Siddhartha, Hermann Hesse
Starting with the obvious, Siddhartha is one of the most influential spiritual works of the 20th Century. It follows the spiritual journey of the novel’s namesake, Siddhartha, in his search for the Truth. Through this journey, he encounters many spiritual leaders (including the Buddha), conflicting messages, is tempted by material wealth and greed and the struggle of attempting to impose the Truth on others. It is reminiscent of the inner journey we must all take to find our own version of Truth and live life according to our own Truth, an important aspect of yogic philosophy and a concept I’m sure all yogis will sympathise with.
Island, Aldous Huxley
I would recommend pretty much any of Huxley’s philosophical novels for an intelligent and stark exploration of the human condition, however I have chosen Island as one that is particularly relevant to yogis. One of Huxley’s later works, written during his period of interest in Eastern philosophy and mysticism, Island describes the fictional utopian society of Pala, whose people are raised to live firmly in the present moment, who value compassion and who utilise psychedelic substances for the furtherment of spiritual wisdom. Despite its merits, however, Pala is under threat by the greed and obsession with progress of the outside world. This book is an exercise in visualising a humanity fully at peace with itself and a warning about the obstacles that lie in the wake of making this a reality.
Lost Horizon, James Hilton
Like Island, Lost Horizon describes the utopian society of Shangri La and the journeys of five strangers who end up there after their aeroplane crashes in the Tibetan mountains. Through the adventure, our protagonist Hugh Conway, a veteran member of the British diplomatic service, discovers his own inner peace and sense of purpose in a community of individuals who enjoy unprecedented longevity.

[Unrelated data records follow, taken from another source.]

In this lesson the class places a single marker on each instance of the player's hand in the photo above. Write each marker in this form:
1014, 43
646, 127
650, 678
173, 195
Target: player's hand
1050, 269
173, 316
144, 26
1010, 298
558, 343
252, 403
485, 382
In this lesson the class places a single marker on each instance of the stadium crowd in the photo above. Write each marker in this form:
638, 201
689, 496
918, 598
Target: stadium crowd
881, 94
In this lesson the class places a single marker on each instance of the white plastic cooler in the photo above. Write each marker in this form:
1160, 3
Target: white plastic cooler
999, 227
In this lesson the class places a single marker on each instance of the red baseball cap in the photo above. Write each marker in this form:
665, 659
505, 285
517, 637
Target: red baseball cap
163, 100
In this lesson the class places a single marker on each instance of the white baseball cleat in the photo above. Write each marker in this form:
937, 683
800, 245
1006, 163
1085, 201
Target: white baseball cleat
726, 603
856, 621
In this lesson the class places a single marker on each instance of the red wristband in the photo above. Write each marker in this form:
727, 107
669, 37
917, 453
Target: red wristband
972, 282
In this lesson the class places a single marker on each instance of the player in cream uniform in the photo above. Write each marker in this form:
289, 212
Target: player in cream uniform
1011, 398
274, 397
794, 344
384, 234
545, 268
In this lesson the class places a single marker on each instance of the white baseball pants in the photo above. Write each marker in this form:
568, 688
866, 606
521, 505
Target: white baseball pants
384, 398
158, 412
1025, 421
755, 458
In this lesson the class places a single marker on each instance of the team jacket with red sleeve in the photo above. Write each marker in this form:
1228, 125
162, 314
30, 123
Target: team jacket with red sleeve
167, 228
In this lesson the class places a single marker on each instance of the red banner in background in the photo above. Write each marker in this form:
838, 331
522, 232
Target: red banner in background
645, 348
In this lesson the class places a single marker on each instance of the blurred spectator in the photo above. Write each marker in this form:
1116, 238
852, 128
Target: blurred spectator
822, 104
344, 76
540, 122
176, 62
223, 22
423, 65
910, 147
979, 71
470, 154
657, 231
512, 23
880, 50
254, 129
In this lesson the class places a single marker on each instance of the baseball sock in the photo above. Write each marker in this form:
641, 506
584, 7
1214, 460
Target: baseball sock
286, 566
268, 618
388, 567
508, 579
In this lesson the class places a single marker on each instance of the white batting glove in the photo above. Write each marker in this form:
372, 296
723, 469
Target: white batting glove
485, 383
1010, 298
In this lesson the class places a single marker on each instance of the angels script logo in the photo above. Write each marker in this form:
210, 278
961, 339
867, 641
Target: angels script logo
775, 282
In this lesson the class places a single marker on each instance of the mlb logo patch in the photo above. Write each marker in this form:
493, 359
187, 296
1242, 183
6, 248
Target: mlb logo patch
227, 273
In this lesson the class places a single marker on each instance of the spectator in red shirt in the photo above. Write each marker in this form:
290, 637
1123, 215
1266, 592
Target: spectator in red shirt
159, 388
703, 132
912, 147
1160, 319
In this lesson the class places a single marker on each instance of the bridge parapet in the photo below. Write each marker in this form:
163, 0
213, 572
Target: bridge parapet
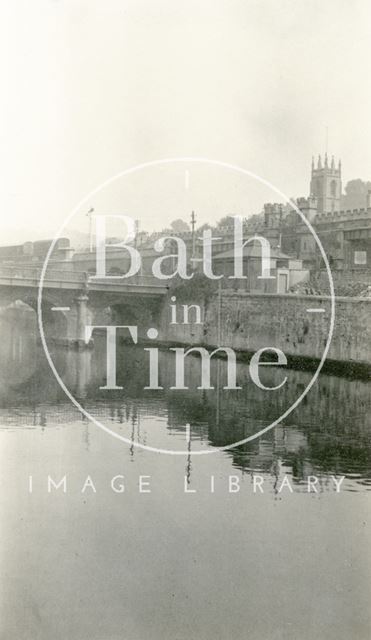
30, 276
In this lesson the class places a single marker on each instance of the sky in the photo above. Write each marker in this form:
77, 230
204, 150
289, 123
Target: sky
91, 88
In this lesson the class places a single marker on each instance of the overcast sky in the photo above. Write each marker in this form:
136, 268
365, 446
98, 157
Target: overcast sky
93, 87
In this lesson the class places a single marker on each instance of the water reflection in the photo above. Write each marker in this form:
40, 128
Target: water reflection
329, 433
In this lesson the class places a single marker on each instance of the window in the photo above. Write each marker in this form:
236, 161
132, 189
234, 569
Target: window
360, 257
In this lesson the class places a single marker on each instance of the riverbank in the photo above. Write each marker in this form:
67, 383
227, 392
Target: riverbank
298, 325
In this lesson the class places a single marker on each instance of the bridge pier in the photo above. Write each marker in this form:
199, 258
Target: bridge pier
78, 317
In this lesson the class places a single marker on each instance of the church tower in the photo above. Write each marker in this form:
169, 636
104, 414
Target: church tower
325, 185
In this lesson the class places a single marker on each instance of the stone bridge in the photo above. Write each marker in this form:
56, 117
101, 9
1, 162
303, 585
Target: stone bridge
71, 300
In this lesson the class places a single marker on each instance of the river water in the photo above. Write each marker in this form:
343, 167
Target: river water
196, 553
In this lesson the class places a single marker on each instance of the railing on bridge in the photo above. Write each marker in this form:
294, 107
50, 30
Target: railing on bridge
18, 273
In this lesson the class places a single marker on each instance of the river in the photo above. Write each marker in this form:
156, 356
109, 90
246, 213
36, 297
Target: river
136, 544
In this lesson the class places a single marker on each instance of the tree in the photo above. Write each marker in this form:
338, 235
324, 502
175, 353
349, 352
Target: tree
179, 225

The Alchemist, Paulo Coelho
The Alchemist is a parable on gratitude which follows a poor shepherd boy on the hunt for treasure who discovers that a wealth far beyond that of his dreams may lie closer to home. A feel-good story that encourages all of us to actively appreciate everything that we have in life and reminds us that everything we need may be within ourselves.
Mr Palomar, Italo Calvino
A slightly different tack from the other books on this list, Mr Palomar is a series of passages that follow the thoughts, musings and reflections of Mr Palomar as he contemplates everyday sights such as a piece of cheese, a gecko or a sunbathing woman. Mr Palomar’s deep contemplation of ordinary things encourage the reader to find the beauty in the ordinary and paint the world as a place of wonder, a feeling that can be rendered through meditation and life in the present moment.